History source of HTS-2.0 README(No. 1) - HMM/DNN-based speech synthesis system (HTS)

History
View the history.
HTS-2.0 README has been deleted.
- 1 (2006-12-26 (Tue) 09:32:53)
- 2 (2006-12-26 (Tue) 09:54:56)
- 3 (2006-12-28 (Thu) 05:58:27)
- 4 (2006-12-28 (Thu) 10:54:55)
- 5 (2006-12-28 (Thu) 15:07:07)
- 6 (2006-12-28 (Thu) 18:48:40)
[[HTS-2.0 README]]

================================================================
	  The HMM-based Speech Synthesis System (HTS)
	     version 2.0 release December 25, 2006
                                
The HMM-Based Speech Synthesis System (HTS)
(http://hts.ics.nitech.ac.jp/) has been being developed by the
HTS working group (see "Who we are" below) and others (see
"Acknowledgments" in the separate file).  The training part of
HTS was implemented as a modified version of the HTK
(http://htk.eng.cam.ac.uk/).  Major modifications which we made
to HTK are listed below:

 - Context clustering based on MDL criterion (instead of ML one)
 - Stream-dependent context clustering
 - Multi-space probability distribution as state output
   probability (for pitch pattern modeling)
 - State duration modeling and clustering

Related publications about the techniques and algorithms used in
HTS can be found at
http://hts.ics.nitech.ac.jp/publications.html

The current version does not include any text analyzer but the
Festival Speech Synthesis System
(http://www.festvox.org/festival/) can be used as a text
analyzer.  HTS version 2.0 includes a small run-time synthesis
engine (less than 1 M byte including HMMs).  Since the synthesis
engine can run without the HTK library, it is suitable for using
on the Festival.

This distribution comes with a demo script using "CMU ARCTIC US
English slt" (http://www.festvox.org/cmu_arctic/dbs_slt.html),
which generates "voices" for Festival.

Six HTS voices for Festival trained by using "CMU ARCTIC
database" (http://www.festvox.org/cmu_arctic/) are also released
with HTS version 2.0.  Each of HTS voices consists of HMMs
trained by the demo script and the small run-time synthesis
engine, and can be used as a "voice" of Festival Speech
Synthesis System without any other HTS tools.

*** Notes for Japanese speech synthesis *** [#nc35f807]

A demo script using the NIT database for speech synthesis "NIT
JP ATR503 m001" is also prepared for training Japanese voices.

Voices trained by the demo script can be used on GalateaTalk,
which is a speech synthesis module of an open-source toolkit for
anthropomorphic spoken dialogue agents developed in Galatea
project (http://hil.t.u-tokyo.ac.jp/~galatea/), without any
other HTS tools.

An HTS voice for GalateaTalk trained by the demo script is also
released with HTS version 2.0.

**************************************************************** [#a5992994]
		   What's new in version 2.0
**************************************************************** [#q119df7e]

 * Based on HTK-3.4alpha
 * Compilation without SPTK
 * Thousands of fixed bugs
 * HCompV calculates Variance floor in double.
 * HRest can generate state duration density (-g option).
 * Phone boundaries can be given to HERest (-e option).
   We may specify a part of phone boundaries, e.g, pause positions.
 * Reduced-memory implementation of context clustering of HHEd
   (-r option).
 * Each decision tree can have a name with regular expression
   (-p option).
     ex.

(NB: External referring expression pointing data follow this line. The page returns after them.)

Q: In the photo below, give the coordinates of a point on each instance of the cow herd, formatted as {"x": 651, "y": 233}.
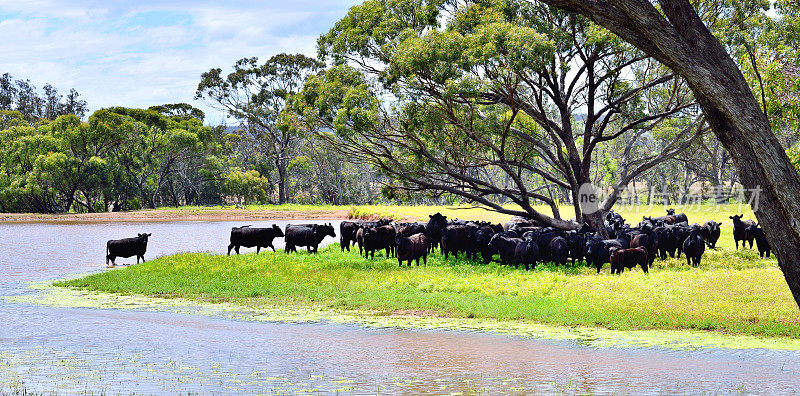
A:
{"x": 519, "y": 242}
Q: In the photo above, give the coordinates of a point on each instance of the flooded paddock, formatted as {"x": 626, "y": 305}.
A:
{"x": 69, "y": 350}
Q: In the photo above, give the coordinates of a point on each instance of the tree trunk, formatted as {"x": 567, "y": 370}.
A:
{"x": 683, "y": 43}
{"x": 283, "y": 192}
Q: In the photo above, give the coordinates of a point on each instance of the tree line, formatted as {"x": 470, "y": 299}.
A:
{"x": 488, "y": 102}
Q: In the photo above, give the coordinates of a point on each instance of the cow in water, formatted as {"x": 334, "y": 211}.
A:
{"x": 309, "y": 235}
{"x": 250, "y": 237}
{"x": 127, "y": 247}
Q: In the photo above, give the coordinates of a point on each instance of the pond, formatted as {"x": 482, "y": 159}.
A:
{"x": 68, "y": 350}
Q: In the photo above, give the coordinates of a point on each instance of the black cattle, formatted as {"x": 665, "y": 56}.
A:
{"x": 740, "y": 230}
{"x": 433, "y": 230}
{"x": 694, "y": 246}
{"x": 482, "y": 237}
{"x": 526, "y": 253}
{"x": 309, "y": 235}
{"x": 506, "y": 247}
{"x": 558, "y": 250}
{"x": 679, "y": 218}
{"x": 460, "y": 238}
{"x": 576, "y": 244}
{"x": 761, "y": 240}
{"x": 599, "y": 252}
{"x": 250, "y": 237}
{"x": 412, "y": 248}
{"x": 379, "y": 238}
{"x": 347, "y": 234}
{"x": 409, "y": 229}
{"x": 646, "y": 239}
{"x": 712, "y": 232}
{"x": 127, "y": 247}
{"x": 628, "y": 258}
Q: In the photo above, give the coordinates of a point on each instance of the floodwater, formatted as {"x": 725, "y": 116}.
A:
{"x": 73, "y": 350}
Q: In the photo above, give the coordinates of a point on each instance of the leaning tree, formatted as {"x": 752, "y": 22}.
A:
{"x": 494, "y": 101}
{"x": 672, "y": 32}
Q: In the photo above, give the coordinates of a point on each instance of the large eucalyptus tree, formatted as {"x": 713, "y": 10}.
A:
{"x": 494, "y": 101}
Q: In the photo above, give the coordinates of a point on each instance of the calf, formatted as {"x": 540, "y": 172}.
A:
{"x": 628, "y": 258}
{"x": 740, "y": 230}
{"x": 761, "y": 240}
{"x": 379, "y": 238}
{"x": 126, "y": 248}
{"x": 309, "y": 235}
{"x": 249, "y": 237}
{"x": 412, "y": 248}
{"x": 694, "y": 246}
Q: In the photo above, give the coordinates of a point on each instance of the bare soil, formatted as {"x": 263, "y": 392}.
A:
{"x": 174, "y": 215}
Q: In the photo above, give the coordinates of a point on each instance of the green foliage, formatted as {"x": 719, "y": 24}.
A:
{"x": 248, "y": 186}
{"x": 120, "y": 158}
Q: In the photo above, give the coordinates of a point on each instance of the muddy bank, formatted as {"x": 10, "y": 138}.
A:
{"x": 175, "y": 215}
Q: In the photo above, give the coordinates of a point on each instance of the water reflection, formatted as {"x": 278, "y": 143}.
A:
{"x": 71, "y": 350}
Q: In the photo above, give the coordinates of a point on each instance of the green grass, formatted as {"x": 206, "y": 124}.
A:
{"x": 731, "y": 292}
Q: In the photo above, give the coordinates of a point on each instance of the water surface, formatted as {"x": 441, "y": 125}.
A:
{"x": 68, "y": 350}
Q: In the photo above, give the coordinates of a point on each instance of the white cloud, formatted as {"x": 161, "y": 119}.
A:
{"x": 112, "y": 61}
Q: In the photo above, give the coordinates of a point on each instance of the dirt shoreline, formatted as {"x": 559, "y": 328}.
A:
{"x": 174, "y": 215}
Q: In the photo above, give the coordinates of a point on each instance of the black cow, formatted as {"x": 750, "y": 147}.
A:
{"x": 740, "y": 230}
{"x": 347, "y": 234}
{"x": 482, "y": 237}
{"x": 460, "y": 238}
{"x": 712, "y": 232}
{"x": 412, "y": 248}
{"x": 309, "y": 235}
{"x": 628, "y": 258}
{"x": 761, "y": 240}
{"x": 433, "y": 230}
{"x": 599, "y": 252}
{"x": 507, "y": 247}
{"x": 679, "y": 218}
{"x": 558, "y": 250}
{"x": 249, "y": 237}
{"x": 126, "y": 248}
{"x": 526, "y": 253}
{"x": 379, "y": 238}
{"x": 694, "y": 246}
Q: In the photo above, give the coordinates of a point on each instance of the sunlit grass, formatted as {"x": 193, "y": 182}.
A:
{"x": 732, "y": 292}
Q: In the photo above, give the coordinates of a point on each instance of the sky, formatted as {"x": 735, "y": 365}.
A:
{"x": 146, "y": 52}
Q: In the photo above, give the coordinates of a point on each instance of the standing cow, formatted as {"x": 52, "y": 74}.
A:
{"x": 249, "y": 237}
{"x": 126, "y": 248}
{"x": 309, "y": 235}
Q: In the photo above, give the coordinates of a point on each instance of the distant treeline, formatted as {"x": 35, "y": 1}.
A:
{"x": 127, "y": 159}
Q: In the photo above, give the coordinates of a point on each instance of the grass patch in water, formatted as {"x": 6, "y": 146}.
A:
{"x": 730, "y": 293}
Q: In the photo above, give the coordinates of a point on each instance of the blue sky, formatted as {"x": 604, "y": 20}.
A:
{"x": 143, "y": 53}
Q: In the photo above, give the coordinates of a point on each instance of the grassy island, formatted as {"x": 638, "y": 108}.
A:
{"x": 732, "y": 292}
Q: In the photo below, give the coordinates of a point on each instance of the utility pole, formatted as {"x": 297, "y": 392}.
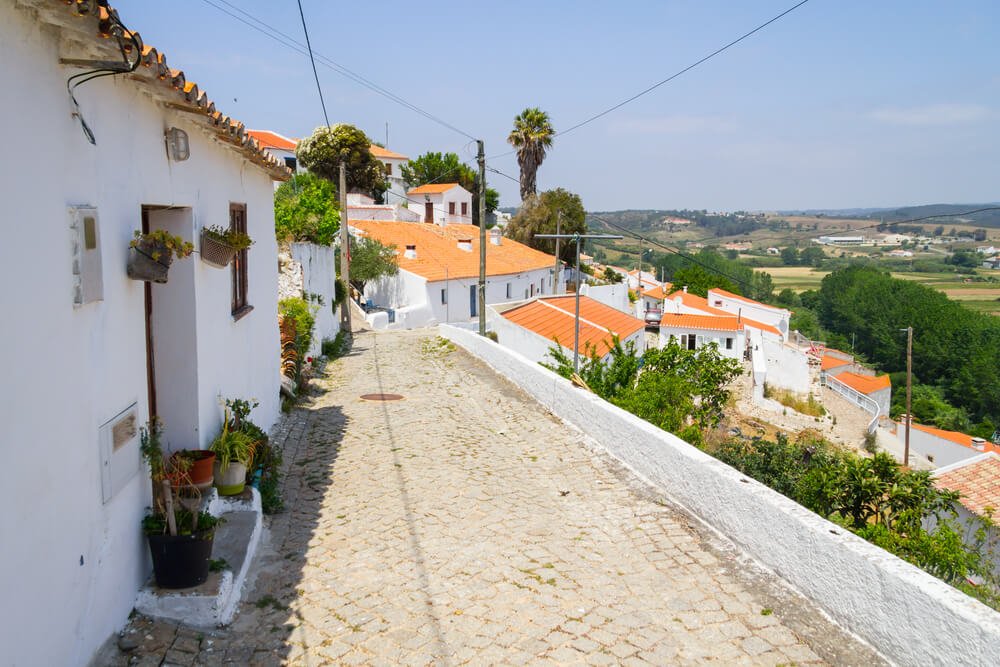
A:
{"x": 577, "y": 238}
{"x": 555, "y": 280}
{"x": 481, "y": 157}
{"x": 345, "y": 250}
{"x": 909, "y": 376}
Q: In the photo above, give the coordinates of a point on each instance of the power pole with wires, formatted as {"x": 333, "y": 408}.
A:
{"x": 481, "y": 157}
{"x": 555, "y": 273}
{"x": 345, "y": 250}
{"x": 577, "y": 238}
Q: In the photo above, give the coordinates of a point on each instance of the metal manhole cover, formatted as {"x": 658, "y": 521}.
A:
{"x": 381, "y": 397}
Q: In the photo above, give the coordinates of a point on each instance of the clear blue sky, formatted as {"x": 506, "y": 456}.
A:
{"x": 842, "y": 103}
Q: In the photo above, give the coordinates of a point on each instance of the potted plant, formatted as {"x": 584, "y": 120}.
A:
{"x": 151, "y": 254}
{"x": 193, "y": 467}
{"x": 179, "y": 534}
{"x": 219, "y": 245}
{"x": 233, "y": 451}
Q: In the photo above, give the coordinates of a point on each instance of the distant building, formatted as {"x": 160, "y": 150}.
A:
{"x": 533, "y": 328}
{"x": 442, "y": 204}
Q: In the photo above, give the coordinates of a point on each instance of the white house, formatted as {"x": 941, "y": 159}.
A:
{"x": 89, "y": 354}
{"x": 442, "y": 203}
{"x": 439, "y": 272}
{"x": 393, "y": 163}
{"x": 693, "y": 332}
{"x": 745, "y": 308}
{"x": 278, "y": 145}
{"x": 535, "y": 327}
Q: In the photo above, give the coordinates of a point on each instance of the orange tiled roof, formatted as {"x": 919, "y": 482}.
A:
{"x": 269, "y": 139}
{"x": 554, "y": 318}
{"x": 170, "y": 86}
{"x": 866, "y": 384}
{"x": 698, "y": 303}
{"x": 760, "y": 325}
{"x": 977, "y": 481}
{"x": 711, "y": 322}
{"x": 385, "y": 153}
{"x": 432, "y": 188}
{"x": 742, "y": 298}
{"x": 438, "y": 256}
{"x": 829, "y": 361}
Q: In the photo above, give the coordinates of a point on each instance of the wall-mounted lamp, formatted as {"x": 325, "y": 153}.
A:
{"x": 178, "y": 148}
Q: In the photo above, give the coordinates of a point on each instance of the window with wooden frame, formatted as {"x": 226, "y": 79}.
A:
{"x": 238, "y": 222}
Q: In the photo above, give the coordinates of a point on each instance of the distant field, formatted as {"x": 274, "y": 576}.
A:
{"x": 981, "y": 296}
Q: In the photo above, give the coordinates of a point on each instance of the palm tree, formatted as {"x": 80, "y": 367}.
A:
{"x": 531, "y": 135}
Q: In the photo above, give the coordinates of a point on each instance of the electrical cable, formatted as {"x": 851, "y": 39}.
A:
{"x": 312, "y": 60}
{"x": 286, "y": 40}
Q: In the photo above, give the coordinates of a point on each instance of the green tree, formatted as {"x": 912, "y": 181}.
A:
{"x": 305, "y": 209}
{"x": 531, "y": 137}
{"x": 447, "y": 168}
{"x": 323, "y": 152}
{"x": 539, "y": 215}
{"x": 370, "y": 260}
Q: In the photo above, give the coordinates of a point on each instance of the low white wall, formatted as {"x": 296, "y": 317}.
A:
{"x": 319, "y": 273}
{"x": 908, "y": 615}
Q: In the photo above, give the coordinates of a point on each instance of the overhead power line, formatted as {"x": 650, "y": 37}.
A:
{"x": 683, "y": 71}
{"x": 292, "y": 43}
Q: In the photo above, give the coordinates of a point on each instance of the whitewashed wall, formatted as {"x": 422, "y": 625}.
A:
{"x": 319, "y": 274}
{"x": 70, "y": 567}
{"x": 862, "y": 587}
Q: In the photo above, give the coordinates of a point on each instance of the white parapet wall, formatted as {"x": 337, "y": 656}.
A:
{"x": 909, "y": 616}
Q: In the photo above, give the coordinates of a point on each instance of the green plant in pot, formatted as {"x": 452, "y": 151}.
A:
{"x": 179, "y": 533}
{"x": 151, "y": 254}
{"x": 220, "y": 244}
{"x": 233, "y": 452}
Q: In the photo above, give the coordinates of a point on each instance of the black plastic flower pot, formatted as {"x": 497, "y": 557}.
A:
{"x": 181, "y": 561}
{"x": 142, "y": 266}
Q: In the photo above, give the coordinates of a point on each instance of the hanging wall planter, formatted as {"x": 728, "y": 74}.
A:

TB 000 {(*-a+*, *-i+*, *-u+*).state[2]}
   As a result, deferent two trees can be constructed for
   consonants and vowels, respectively.
 * The interface of HMGenS has been changed from "HHEd-like" to
   "HERest-like."
 * Flexible model structures in HMGenS (in the previous version,
   the first stream is assumed as mcep, and the others are
   assumed as log f0).  Non-left-to-right models and full
   covariance matrices for state Gaussians can also be used.
 * EM-based parameter generation algorithm (-c option), i.e,
   multi-mixture model can be used.
     -c 0: Cholesky decomposition
     -c 1: EM (with fixed state sequence)
     -c 2: EM (Phone boundaries can be given with -e option)
 * Speaker adaptation is supported for MSD-streams (for f0
   modeling).
    - MLLRMEAN, MLLRCOV, and CMLLR are supported.  SAT
      (CMLLR-based) is also supported.
    - Decision trees for clustering can be used for definition
      of regression classes for adaptation.
    - HMGenS can read regression matrices for adaptation.
 * miscellaneous changes

**************************************************************** [#k2ada98d]
                            Copying
**************************************************************** [#zc42822f]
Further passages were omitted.